Problème : le changement climatique est déjà là, comme a pu en attester l’extraordinaire précocité du millésime 2020, n’épargnant aucun bassin de production. En 2019, à l’occasion d’un épisode caniculaire, Jérôme Despey, président de la Chambre d’agriculture de l’Hérault, affirmait que les températures avaient atteint un tel niveau que « certaines vignes semblaient avoir été passées au chalumeau, littéralement grillées, un phénomène jamais vu ».

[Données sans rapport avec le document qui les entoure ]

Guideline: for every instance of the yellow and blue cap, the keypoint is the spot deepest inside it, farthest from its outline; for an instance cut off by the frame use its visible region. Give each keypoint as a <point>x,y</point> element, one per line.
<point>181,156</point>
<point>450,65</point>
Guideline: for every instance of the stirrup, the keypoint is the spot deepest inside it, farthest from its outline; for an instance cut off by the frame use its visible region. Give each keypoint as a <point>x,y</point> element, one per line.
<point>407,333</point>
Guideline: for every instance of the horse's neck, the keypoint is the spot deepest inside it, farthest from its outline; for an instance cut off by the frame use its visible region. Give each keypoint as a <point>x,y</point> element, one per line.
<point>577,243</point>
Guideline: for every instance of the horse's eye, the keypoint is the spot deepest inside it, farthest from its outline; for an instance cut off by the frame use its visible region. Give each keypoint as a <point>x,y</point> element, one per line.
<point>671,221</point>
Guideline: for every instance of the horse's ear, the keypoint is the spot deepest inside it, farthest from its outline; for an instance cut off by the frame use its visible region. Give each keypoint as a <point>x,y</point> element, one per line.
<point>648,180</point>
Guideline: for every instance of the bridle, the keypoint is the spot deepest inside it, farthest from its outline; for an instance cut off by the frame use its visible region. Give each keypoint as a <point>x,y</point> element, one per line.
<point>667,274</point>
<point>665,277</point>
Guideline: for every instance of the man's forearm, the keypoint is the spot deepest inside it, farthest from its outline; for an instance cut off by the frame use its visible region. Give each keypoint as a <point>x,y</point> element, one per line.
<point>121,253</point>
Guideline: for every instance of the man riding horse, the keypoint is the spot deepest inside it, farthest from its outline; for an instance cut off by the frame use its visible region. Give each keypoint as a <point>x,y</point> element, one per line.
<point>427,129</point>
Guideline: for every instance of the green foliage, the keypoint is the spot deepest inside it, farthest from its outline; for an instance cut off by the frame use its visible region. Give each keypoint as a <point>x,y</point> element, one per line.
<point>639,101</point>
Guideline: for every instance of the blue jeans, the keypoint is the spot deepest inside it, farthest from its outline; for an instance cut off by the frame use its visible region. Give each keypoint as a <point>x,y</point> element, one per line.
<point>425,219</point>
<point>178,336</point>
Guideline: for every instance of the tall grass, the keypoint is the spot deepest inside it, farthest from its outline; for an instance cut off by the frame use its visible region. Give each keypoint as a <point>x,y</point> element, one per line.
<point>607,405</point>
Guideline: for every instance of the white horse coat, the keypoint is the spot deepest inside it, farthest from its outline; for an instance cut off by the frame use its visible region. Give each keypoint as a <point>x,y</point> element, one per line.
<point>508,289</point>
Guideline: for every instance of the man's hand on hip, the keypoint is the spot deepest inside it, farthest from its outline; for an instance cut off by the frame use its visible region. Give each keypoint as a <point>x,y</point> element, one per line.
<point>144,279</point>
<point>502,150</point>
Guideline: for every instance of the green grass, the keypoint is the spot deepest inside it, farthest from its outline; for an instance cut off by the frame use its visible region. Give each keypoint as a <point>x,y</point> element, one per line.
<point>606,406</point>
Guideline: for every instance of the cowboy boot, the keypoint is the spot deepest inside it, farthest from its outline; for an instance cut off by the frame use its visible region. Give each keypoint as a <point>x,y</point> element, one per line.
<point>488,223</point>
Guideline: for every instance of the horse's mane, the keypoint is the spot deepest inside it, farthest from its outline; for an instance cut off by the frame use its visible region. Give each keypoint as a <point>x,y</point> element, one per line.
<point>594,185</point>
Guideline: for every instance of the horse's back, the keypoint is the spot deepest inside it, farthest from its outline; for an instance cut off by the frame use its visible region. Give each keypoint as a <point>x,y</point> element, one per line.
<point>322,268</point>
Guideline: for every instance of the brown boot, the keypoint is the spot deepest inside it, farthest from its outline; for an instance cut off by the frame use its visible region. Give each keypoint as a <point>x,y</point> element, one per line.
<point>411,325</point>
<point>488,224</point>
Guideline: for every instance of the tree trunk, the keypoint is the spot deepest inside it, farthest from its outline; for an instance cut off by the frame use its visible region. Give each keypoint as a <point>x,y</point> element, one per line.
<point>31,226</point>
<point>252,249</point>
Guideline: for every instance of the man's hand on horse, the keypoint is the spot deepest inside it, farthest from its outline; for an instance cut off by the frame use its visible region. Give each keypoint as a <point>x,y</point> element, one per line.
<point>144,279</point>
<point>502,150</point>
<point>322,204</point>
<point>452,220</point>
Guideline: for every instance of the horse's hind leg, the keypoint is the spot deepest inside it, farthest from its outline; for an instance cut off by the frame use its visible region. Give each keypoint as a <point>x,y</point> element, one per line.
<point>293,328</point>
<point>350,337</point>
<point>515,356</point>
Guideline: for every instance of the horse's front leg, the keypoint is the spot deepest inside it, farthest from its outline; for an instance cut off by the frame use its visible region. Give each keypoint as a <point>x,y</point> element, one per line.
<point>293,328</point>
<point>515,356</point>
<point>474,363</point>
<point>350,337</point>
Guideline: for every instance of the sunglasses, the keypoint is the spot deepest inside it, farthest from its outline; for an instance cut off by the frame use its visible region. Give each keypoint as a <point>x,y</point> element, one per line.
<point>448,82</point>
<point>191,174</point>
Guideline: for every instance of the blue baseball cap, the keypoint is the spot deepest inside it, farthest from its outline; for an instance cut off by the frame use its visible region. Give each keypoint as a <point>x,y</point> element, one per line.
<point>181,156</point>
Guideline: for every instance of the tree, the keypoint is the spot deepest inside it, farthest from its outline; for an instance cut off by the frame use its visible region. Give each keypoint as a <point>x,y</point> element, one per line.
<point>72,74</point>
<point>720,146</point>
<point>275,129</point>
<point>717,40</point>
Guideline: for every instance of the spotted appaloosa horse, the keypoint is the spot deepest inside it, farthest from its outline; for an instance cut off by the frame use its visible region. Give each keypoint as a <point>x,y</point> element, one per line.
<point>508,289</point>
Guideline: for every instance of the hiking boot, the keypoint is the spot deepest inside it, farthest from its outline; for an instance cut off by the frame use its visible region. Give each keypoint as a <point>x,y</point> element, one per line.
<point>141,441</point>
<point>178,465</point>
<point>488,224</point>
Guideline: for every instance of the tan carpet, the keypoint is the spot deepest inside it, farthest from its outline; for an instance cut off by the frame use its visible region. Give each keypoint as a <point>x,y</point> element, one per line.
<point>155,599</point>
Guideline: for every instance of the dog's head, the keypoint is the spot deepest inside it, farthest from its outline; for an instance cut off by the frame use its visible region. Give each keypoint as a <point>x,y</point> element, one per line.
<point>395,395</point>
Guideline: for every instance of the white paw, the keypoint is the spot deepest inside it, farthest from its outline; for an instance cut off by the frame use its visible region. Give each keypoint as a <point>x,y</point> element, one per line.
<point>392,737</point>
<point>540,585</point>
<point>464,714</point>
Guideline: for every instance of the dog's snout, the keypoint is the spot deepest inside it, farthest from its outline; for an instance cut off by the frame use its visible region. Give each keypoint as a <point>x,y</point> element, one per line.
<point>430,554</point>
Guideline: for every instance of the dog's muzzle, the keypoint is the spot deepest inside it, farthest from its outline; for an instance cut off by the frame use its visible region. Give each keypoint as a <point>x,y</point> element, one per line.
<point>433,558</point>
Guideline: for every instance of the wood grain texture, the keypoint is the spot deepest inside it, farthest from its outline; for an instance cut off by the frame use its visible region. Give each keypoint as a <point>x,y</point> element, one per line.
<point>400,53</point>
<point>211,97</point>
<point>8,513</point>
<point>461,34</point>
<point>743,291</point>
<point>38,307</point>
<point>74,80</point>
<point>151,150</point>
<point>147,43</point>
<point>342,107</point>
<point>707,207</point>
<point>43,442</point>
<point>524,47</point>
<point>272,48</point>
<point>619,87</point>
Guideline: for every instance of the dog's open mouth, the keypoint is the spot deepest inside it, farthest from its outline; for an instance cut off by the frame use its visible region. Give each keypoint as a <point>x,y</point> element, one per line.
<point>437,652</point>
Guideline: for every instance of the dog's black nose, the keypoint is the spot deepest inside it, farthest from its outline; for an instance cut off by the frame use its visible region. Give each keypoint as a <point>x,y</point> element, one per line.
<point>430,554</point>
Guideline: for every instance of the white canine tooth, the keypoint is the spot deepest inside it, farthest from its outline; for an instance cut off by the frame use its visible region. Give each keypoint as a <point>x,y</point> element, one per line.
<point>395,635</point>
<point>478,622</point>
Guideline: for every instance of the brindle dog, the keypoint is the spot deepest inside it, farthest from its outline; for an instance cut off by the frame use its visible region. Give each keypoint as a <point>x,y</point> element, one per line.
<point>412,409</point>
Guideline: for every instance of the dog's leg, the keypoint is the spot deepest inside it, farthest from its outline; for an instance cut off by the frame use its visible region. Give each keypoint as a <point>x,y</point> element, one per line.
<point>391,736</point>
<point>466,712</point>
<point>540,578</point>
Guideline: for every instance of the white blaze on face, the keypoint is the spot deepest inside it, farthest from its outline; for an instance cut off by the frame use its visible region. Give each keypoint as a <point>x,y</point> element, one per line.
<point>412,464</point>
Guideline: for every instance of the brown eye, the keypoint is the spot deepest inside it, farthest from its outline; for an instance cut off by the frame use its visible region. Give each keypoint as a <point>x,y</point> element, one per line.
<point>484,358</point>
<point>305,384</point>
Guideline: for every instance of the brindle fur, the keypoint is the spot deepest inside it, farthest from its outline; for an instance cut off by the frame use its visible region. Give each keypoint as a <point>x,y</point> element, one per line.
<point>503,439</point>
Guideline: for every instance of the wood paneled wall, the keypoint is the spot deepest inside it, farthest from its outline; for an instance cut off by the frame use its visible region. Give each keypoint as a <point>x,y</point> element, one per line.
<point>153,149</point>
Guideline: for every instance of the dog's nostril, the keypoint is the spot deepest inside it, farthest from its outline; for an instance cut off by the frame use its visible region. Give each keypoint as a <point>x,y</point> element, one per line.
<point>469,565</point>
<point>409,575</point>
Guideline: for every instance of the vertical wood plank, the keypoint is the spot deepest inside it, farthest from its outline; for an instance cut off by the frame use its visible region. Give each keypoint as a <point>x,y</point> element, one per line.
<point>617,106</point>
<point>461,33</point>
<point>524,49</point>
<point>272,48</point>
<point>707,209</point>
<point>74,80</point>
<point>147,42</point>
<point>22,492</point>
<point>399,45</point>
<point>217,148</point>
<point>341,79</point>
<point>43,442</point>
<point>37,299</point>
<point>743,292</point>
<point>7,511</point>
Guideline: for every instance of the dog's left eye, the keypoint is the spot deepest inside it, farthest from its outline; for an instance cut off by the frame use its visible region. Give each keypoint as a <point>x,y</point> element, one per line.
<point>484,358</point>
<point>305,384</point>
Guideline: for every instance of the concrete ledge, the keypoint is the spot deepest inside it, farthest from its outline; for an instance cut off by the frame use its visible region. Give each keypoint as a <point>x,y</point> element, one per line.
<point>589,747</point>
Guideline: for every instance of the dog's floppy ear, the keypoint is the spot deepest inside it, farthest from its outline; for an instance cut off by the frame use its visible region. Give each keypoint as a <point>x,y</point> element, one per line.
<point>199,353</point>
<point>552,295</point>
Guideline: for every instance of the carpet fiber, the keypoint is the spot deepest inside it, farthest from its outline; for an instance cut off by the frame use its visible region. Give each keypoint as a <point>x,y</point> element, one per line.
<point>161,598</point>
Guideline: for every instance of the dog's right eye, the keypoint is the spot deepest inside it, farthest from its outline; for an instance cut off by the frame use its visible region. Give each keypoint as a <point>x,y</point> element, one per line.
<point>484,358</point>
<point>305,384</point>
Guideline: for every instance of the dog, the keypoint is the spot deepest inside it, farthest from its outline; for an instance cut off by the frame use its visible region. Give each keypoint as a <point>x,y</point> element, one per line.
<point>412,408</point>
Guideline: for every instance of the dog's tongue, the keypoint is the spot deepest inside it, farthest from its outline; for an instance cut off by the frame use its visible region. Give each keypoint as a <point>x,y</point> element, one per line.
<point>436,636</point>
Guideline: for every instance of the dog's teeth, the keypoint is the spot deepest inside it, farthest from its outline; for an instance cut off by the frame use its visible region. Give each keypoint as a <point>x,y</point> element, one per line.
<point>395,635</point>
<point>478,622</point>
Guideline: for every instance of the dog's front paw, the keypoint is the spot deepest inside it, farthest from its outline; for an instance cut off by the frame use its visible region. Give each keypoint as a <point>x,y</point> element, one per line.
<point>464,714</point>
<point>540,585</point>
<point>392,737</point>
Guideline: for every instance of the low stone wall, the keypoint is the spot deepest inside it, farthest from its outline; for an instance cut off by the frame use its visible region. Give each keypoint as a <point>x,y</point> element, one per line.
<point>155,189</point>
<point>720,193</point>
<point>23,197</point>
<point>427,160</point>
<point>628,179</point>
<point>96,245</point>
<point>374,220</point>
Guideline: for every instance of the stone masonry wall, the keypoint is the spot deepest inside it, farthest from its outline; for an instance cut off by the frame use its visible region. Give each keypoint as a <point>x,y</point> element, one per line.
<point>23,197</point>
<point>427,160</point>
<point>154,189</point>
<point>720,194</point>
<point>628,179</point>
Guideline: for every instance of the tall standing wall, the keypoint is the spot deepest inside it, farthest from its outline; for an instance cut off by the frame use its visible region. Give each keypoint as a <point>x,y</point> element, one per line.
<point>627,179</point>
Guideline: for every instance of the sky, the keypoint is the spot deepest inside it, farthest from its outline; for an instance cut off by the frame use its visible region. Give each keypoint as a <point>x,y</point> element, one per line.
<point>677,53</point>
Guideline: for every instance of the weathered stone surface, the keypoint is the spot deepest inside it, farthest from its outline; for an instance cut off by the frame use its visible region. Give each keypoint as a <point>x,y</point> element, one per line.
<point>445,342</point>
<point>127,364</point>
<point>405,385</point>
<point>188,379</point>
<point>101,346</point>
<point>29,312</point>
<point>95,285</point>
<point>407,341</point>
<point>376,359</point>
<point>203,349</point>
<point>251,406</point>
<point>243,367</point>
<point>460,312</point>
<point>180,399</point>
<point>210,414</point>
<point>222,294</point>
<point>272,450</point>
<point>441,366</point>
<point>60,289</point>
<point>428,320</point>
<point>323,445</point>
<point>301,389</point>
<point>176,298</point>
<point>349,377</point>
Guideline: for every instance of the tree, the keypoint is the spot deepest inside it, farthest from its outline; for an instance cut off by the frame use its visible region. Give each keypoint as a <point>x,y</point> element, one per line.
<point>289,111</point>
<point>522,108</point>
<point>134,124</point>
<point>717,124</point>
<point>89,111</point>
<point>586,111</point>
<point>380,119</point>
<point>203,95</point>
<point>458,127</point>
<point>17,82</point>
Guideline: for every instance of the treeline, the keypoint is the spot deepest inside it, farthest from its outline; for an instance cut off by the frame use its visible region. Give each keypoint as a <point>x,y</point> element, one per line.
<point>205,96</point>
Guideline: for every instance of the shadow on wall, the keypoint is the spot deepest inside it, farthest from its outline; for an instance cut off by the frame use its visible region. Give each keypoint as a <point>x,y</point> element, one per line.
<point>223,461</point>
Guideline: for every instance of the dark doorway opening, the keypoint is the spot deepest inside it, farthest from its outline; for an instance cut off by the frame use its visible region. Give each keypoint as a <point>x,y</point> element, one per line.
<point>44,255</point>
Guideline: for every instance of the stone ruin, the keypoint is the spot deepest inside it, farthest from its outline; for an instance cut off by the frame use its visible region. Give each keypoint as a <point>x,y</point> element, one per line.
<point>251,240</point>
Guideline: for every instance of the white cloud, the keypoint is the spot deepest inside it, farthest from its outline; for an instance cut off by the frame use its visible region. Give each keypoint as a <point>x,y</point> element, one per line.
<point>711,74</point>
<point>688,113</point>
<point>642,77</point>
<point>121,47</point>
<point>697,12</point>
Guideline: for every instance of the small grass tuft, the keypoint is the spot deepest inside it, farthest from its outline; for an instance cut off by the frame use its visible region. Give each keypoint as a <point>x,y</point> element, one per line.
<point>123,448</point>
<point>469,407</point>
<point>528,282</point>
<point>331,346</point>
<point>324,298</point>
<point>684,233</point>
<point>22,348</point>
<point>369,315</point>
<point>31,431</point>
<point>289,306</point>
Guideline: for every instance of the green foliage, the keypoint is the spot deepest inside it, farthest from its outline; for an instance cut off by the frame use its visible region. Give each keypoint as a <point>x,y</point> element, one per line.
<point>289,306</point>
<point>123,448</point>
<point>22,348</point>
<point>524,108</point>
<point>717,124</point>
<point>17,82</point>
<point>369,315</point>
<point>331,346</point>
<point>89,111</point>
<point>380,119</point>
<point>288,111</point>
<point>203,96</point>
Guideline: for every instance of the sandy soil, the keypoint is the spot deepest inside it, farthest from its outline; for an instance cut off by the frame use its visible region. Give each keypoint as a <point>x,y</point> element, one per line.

Au plan quantitatif, les baisses de rendements constituent une menace pour l’équilibre de nombreuses exploitations qui peinent à produire les volumes autorisés. Le stress hydrique a aussi des incidences organoleptiques, avec des déséquilibres marqués entre alcool et acidité, en partie corrigibles au chai.

A la vigne, la recherche s’emploie aussi à déjouer les impacts. Les leviers d’adaptation empruntent de nombreuses voies : changement de cépage (variétés anciennes, étrangères ou nouvelles), adoption de nouvelles pratiques viticoles (densité, taille, effeuillage, gestion du sol), réorganisation des plantations dans l’espace.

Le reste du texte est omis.